THOUGH NEVER explicitly sexual, Adi Nes’ work explores the myths of
manhood and underlines the latent homoeroticism of military culture. His
photographs capture the honest affection that can exist between men. There is
potency, but there is also melodrama; every picture is presented as a
double-edged sword. For instance, in his image of Israeli soldiers asleep on a
bus, is this merely one artist’s romanticised version of the aggressive male,
or are the men icons of golden youth portrayed, as the artist says, “like
lambs being led to the slaughter”?
In all his photographs, Nes finds a sense of theatricality beyond
realism. His scenes are carefully staged, using models, costumes, flattering
lighting and makeup. Allegory and satire come into play, though at first glance
the images might seem simple and direct. A preening soldier wearing a yarmulke
resembles a circus strongman; one of four recruits pissing in the desert glances
his mate. Nes’ messages are subversive, and often laced with humour. He never,
however, skims over the real horrors of combat and poverty.
The son of Kurdish and Iranian immigrants, Nes grew up in the
underprivileged development town of Kiryat Gat. He was always aware of his
‘otherness’. Now in his late thirties, he has been married to his partner,
poet Ilan Sheinfeld, for 10 years. “When I was a boy, my mother was a
librarian and there were always a lot of books in the house,” he said in a
recent interview. “I formed a close attachment to Greek mythology and I
developed a skill for deciphering the texts and looking for the homoerotic
element in them, which at the time was called ‘friendship’. In my
imagination, friendship was always something else.”

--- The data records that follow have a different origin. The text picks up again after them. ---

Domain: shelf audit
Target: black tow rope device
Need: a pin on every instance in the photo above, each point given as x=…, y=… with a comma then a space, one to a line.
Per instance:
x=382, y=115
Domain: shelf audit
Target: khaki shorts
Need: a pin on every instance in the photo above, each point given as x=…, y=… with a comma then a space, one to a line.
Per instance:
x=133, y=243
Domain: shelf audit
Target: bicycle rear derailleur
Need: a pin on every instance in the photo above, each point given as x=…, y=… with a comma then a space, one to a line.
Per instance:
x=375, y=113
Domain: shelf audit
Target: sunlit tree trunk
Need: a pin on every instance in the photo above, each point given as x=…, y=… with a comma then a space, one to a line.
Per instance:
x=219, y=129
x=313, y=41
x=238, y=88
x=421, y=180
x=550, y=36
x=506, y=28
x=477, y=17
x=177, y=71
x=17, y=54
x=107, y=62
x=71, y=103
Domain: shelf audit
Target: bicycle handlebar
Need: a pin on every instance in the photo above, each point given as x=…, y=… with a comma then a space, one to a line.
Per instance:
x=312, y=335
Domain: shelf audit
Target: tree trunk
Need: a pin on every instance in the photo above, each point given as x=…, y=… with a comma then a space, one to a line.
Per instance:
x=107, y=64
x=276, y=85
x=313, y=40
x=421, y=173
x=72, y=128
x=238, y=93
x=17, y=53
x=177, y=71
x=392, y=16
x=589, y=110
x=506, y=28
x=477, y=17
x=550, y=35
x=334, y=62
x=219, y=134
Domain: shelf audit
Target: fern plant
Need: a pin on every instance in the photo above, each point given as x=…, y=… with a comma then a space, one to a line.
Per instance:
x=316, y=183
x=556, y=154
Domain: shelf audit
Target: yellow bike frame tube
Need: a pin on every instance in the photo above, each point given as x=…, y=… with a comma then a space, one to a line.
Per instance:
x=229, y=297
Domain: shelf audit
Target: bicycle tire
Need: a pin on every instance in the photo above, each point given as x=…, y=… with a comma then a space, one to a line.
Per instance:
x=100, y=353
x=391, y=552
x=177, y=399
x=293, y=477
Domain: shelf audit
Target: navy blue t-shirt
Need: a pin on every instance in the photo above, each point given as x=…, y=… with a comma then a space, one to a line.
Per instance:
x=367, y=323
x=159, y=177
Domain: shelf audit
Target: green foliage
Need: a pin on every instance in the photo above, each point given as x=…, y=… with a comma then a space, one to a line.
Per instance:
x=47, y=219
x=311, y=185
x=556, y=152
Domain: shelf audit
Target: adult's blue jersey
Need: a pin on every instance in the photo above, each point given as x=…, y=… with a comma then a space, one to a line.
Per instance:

Nes has borrowed several themes from Greek mythology— eternal youth,
the unblemished warrior, self-sacrifice for the homeland. Many of his models
subtly mimic the poses of figures in paintings by Caravaggio, Leonardo and
Michelangelo, while his work also dismantles some of the stereotypes of Israeli
identity. Set in military camps or poor housing estates, the handsome young
extras are transformed into classical gods, dressed in khaki, dripping with
sweat or sprawled across each other in exaggerated tenderness. His scenes from
daily life tease the boundaries of what is permitted and what is forbidden. Nes
represents covert and coercive intimacy: “In my photographs I say that the
homoerotic potential is part of life and part of the street... I want to place
the invisible heroes to the front of the stage.”
Like all Israeli men, Nes completed three years of compulsory military
service and he reinvents this world of army fatigues, macho camaraderie and the
rites of fraternity in his pictures. Essentially, he eroticises the definitions
of manhood. He is often inspired by journalistic photographs of Israel’s wars,
including an old cover of Life magazine, which Nes re-staged in a scene
where a triumphant soldier holds his rifle aloft as he wades through water with
his frolicking mates.
“Are these men the rugged, tough, invincible Israeli soldiers of 1967
legend,” asks Susan Goodman in the catalogue for a show in New York’s Jewish
Museum, “or are they pretty boys posing and letting off steam, albeit with an
ironic twist of fate thrown in?”
With a growing series of exhibitions to his name Nes is suddenly in the art-world spotlight. His work seen as providing a strong, yet undeniably sensual, vision of dissent. When he was awarded a prize in 1999 by the Israeli Ministry of Science, Culture and Sport, the judges’ report cited Nes’ ability to pull “rejected and repressed representations of Israel out of the drawer ... embodied in his work in the form of homosexual masculinity”. Heady stuff indeed. In any case, as revealed by his eloquent photographs, Nes serves as a bridge between the past and the present, showing how hope and love can shine, even in a climate of tragedy. And as he says, he is trying to be “a small, smart army” all by himself.